I think of texinfo as a "TeX compiler".  I don't write programs in
assembly either (well, usually ;).

I've always advocated for "whatever system means the docs are stored and
edited with the code, that I can turn into whatever I need."  Roff,
html, texinfo, markup, whatever.  I know how to write converters.  DJGPP
had a rule about "every .c must have a .txh" where the .txh was a
texinfo snippet, and these had meta-info in them so the tools knew where
to put them in the manual.  gEDA's pcb had a "comments in code become
manual" system that used a short perl script to merge everything.  Etc.
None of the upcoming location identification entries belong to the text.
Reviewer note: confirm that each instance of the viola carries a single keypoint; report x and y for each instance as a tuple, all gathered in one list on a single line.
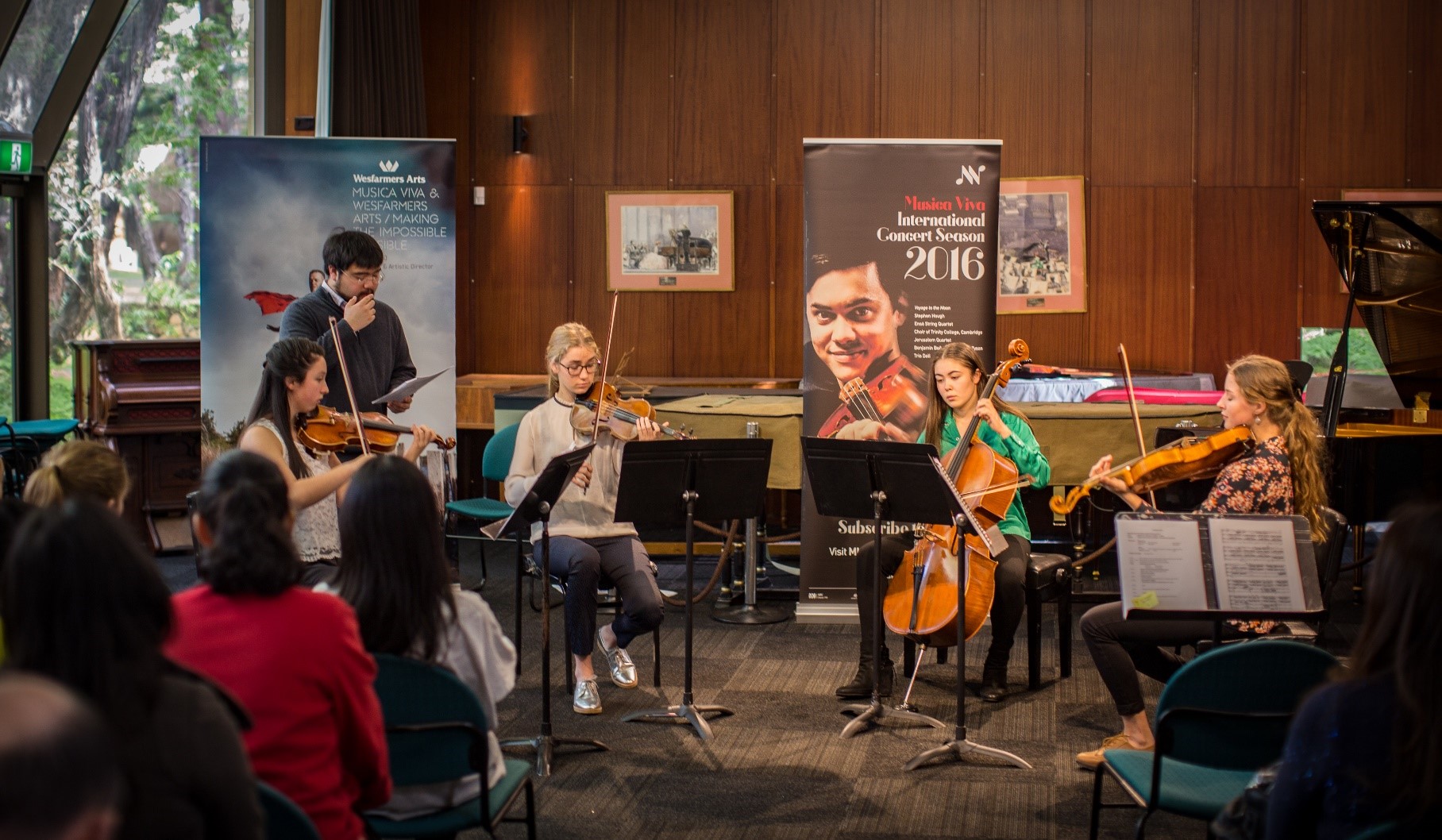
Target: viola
[(920, 601), (1182, 460), (602, 407), (328, 430), (890, 396)]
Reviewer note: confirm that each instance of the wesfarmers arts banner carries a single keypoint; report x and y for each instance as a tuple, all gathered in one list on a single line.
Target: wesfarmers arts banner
[(267, 206), (900, 261)]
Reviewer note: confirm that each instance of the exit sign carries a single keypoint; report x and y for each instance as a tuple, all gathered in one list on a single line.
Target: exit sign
[(15, 156)]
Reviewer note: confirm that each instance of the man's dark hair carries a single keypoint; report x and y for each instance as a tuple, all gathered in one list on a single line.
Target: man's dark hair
[(56, 760), (346, 249)]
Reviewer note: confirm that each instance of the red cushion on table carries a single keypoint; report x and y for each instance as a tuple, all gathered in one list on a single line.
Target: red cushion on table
[(1157, 396)]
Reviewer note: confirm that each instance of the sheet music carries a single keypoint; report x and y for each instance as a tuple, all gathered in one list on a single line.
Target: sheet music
[(1255, 565), (1161, 564)]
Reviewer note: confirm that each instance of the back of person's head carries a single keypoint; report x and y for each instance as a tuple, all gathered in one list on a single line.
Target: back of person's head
[(1401, 638), (392, 560), (1267, 381), (245, 521), (286, 359), (86, 606), (346, 249), (60, 776), (78, 468)]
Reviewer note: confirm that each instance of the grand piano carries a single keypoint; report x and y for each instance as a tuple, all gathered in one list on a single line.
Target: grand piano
[(1390, 450)]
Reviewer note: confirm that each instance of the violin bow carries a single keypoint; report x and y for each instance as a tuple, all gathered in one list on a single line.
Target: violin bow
[(351, 394), (1136, 417)]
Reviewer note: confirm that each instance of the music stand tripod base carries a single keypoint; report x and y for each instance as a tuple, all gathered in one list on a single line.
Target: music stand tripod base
[(959, 746), (867, 715), (684, 714)]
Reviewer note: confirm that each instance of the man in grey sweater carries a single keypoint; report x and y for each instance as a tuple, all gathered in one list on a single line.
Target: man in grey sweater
[(371, 333)]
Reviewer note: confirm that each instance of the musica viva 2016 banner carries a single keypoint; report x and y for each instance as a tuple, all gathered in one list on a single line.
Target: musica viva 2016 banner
[(900, 261), (267, 206)]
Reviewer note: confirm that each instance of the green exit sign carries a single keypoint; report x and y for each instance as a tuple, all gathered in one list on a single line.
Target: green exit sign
[(15, 157)]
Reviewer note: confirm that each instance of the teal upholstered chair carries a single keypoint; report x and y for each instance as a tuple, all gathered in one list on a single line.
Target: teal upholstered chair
[(436, 732), (1220, 718), (284, 820), (495, 464)]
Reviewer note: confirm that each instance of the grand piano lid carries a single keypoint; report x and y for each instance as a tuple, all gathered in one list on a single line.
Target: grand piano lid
[(1390, 254)]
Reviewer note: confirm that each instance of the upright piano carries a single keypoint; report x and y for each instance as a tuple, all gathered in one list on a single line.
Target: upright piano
[(1390, 256)]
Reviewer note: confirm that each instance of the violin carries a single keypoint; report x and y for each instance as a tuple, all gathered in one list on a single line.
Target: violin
[(1182, 460), (892, 396), (920, 601), (602, 407), (328, 430)]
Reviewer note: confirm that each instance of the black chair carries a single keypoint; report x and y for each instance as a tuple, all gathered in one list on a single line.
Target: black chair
[(436, 732), (284, 820), (1049, 578)]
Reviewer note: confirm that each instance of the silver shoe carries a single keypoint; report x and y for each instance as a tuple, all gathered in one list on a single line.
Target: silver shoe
[(623, 670), (588, 699)]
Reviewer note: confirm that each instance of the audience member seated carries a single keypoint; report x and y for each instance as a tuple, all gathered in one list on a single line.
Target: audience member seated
[(395, 575), (291, 656), (60, 778), (86, 606), (1369, 746), (78, 468)]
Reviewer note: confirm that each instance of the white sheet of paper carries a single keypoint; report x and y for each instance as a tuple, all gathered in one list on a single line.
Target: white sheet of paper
[(1255, 565), (407, 388), (1161, 562)]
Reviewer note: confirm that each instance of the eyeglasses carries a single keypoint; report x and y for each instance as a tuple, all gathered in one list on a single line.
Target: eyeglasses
[(376, 277)]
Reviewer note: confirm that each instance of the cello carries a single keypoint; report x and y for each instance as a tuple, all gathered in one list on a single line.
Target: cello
[(920, 601)]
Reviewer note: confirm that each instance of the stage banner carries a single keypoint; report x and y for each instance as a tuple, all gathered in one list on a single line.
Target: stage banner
[(267, 206), (900, 261)]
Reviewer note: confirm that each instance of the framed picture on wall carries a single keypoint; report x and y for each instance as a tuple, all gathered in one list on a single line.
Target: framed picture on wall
[(669, 241), (1042, 245)]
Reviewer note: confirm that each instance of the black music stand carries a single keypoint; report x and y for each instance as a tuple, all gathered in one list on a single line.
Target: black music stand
[(537, 507), (668, 483), (881, 482)]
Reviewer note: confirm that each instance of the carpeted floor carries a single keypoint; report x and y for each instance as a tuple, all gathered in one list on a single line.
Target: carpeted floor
[(777, 767)]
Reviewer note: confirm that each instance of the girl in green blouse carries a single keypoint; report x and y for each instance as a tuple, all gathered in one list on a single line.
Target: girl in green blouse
[(955, 398)]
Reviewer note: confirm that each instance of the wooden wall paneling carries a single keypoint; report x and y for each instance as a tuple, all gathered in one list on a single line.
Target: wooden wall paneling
[(524, 68), (302, 54), (522, 270), (1035, 85), (1056, 339), (447, 31), (1246, 276), (723, 113), (1355, 64), (789, 256), (1139, 290), (931, 68), (1323, 293), (825, 74), (1247, 94), (1141, 93), (622, 81), (645, 320), (726, 333), (1424, 94)]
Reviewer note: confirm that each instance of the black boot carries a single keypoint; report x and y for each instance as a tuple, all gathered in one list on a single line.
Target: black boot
[(860, 686)]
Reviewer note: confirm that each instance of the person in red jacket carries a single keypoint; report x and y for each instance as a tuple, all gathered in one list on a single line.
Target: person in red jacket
[(291, 656)]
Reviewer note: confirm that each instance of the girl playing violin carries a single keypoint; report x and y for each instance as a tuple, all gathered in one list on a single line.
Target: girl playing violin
[(1282, 474), (291, 385), (954, 399), (588, 544)]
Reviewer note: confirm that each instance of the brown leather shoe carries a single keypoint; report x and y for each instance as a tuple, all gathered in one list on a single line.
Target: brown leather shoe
[(1092, 760)]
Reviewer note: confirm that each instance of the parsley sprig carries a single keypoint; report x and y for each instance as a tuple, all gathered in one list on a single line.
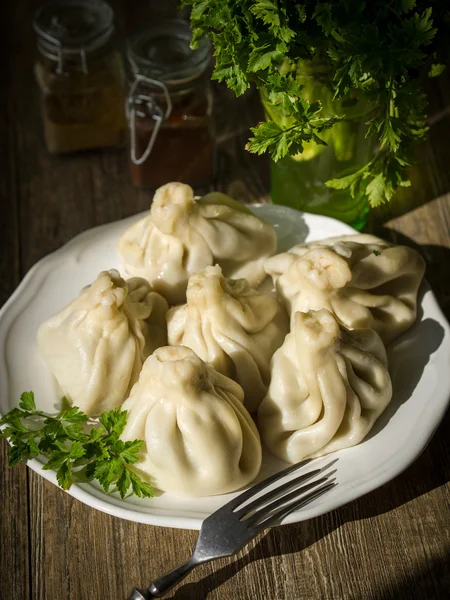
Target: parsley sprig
[(75, 455), (375, 51)]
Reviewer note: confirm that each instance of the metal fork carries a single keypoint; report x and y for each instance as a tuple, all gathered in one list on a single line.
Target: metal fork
[(233, 525)]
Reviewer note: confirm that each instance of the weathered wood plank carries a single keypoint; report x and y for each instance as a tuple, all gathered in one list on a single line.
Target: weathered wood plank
[(393, 543), (14, 519)]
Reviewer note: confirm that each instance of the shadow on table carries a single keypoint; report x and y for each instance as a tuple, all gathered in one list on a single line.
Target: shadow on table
[(419, 479), (420, 584)]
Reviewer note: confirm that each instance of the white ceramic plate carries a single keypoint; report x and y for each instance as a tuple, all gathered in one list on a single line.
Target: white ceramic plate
[(419, 364)]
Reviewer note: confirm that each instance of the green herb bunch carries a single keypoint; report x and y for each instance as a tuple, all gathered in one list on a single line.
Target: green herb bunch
[(75, 455), (375, 50)]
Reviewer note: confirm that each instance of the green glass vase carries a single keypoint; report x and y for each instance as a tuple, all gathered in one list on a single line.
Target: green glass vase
[(299, 181)]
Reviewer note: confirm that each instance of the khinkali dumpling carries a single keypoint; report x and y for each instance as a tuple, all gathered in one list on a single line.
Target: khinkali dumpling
[(328, 387), (366, 285), (199, 438), (183, 234), (231, 326), (95, 346)]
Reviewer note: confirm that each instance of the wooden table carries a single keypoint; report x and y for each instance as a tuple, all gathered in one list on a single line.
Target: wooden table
[(393, 543)]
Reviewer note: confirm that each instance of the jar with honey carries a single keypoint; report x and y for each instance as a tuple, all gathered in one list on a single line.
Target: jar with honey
[(169, 107), (80, 74)]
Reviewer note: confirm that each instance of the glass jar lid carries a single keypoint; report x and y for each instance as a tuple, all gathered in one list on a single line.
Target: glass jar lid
[(69, 27), (163, 52)]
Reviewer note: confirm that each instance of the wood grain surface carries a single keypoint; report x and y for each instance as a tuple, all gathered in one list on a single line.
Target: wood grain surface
[(393, 543)]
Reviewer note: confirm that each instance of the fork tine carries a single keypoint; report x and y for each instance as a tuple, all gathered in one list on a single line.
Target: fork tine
[(282, 488), (287, 510), (262, 484), (279, 502)]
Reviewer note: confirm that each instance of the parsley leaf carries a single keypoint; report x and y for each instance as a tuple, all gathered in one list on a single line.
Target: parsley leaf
[(75, 455), (375, 51)]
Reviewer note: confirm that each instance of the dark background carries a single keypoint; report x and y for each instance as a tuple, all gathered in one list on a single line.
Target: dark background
[(393, 543)]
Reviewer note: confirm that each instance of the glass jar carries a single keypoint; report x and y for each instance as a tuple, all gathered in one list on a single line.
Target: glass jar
[(169, 107), (80, 75), (299, 181)]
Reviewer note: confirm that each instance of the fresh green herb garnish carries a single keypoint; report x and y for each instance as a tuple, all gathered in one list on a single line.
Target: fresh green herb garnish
[(376, 51), (75, 455)]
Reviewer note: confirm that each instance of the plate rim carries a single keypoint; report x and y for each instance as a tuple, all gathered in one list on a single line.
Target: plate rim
[(114, 506)]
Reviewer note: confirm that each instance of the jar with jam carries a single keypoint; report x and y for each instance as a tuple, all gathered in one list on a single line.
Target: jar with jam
[(80, 74), (169, 107)]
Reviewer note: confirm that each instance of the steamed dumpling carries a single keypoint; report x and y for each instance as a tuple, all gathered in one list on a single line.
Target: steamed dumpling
[(328, 387), (183, 234), (231, 326), (199, 438), (95, 347), (366, 285)]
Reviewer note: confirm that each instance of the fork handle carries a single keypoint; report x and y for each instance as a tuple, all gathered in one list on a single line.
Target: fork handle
[(164, 584)]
Yes, I know why the man pages are separate.  I've advocated for the
glibc project to maintain its man pages along with the sources that
affect them, but it's easier to just have glibc developers be man page
contributors too.  I wrote the tunables docs a long time ago, but had to
hold back the patch until I knew which release would have the code
changes, so they would stay in sync.

> It's the sort of thing I'd try out were I on a mission to eradicate `in`
> request usage from the man-pages project's documents, but I have no such
> mission.

Nor do I, but I wondered if there was a programmatic way to automate
this so that the authors don't need to worry about it.  My general rule
is "the third time you repeat something, automate it."  I still don't
have a robot lawn mower, though ;-)

>> Now I wonder if the problem case is predictable enough to have the
>> preprocessor *know* when .EX needs the .in +4n, and when it doesn't...
>
> What preprocessor?

Whatever "sed" scripts we run in the Makefiles, that's all.  Currently
they just fill in the .TH data.

> As I understand it, one of Alex's objectives, as was Michael's before,
> is to keep the files in the man/man* directories directly renderable
> with "man -l".

I agree with that!

I just think we could relax the "and must be formatted exactly as a
release" a bit, in exchange for making it easier to contribute by
removing one or two rules the contributors need to know.

But that assumes that it's (1) purely cosmetic, and (2) automatable.  I
note that "man" formats according to the window's width, so even the
official tools don't honor the "and formatted exactly as" rule.

(wait, when did "man -l" happen?  Have I been missing that all along?